Set against a world of constant messages and missed meet-ups, the campaign leans into a simple truth: dining out remains one of the few rituals that still brings people together. Barbeque Nation positions itself as the excuse and the setting for real conversations, shared plates and unhurried moments.

Nakul Gupta, cmo at Barbeque Nation, says the brand has long been about shared celebrations. As the year turns, milne ki bhookh captures what he calls a growing hunger to meet, connect and spend time together, with food at the centre of that experience.

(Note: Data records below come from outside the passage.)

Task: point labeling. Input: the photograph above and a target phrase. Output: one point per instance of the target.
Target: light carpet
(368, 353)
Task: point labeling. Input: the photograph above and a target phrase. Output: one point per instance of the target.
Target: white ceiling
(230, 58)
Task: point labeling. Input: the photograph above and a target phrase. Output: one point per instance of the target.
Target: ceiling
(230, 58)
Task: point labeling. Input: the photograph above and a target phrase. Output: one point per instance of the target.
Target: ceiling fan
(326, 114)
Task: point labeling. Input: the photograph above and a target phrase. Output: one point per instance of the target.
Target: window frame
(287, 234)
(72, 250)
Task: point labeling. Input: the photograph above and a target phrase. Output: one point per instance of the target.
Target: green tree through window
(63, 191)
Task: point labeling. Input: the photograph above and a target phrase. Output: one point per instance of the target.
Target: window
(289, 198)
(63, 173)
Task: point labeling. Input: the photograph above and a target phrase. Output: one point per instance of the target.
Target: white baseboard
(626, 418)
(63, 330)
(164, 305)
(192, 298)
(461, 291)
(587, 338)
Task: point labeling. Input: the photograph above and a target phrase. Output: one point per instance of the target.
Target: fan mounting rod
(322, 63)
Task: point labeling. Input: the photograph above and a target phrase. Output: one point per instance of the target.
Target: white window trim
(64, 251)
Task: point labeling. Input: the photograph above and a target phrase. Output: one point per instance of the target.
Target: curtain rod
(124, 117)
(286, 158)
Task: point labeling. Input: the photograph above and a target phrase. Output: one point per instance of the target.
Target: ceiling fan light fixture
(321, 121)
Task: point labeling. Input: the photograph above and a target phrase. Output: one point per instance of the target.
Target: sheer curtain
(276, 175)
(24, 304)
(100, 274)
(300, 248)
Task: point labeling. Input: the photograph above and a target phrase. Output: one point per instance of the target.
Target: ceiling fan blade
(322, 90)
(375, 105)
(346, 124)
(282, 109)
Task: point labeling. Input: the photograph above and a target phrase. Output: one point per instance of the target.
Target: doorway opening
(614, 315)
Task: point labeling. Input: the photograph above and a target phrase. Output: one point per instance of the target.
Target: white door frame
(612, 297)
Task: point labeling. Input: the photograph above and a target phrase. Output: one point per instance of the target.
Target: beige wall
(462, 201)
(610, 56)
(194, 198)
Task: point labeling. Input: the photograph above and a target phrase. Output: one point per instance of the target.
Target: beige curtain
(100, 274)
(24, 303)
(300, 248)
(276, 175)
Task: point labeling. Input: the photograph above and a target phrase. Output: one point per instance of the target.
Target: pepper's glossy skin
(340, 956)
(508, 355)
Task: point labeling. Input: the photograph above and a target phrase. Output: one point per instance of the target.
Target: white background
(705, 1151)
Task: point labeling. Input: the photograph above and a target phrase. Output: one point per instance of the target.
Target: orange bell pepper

Created by Makani Creatives, the campaign comprises three films built around Barbeque Nation’s signature grills and desserts. The storytelling is deliberately sensorial, designed to spark cravings while nudging diners to step out and meet in person.

Pavan Punjabi, chief integration officer at Makani Creatives, says the idea stems from a familiar contradiction. People are constantly connected, yet meetings with loved ones are endlessly postponed. Milne ki bhookh, he says, is a gentle push to make time for real-life catch-ups, using food as the reason to come together, share a meal and create memories.

The campaign breaks on December 25 with the grilled prawns film and will run for two months, amplified across digital platforms. As the new year begins, Barbeque Nation is betting that the strongest appetite of all is not for food alone, but for each other.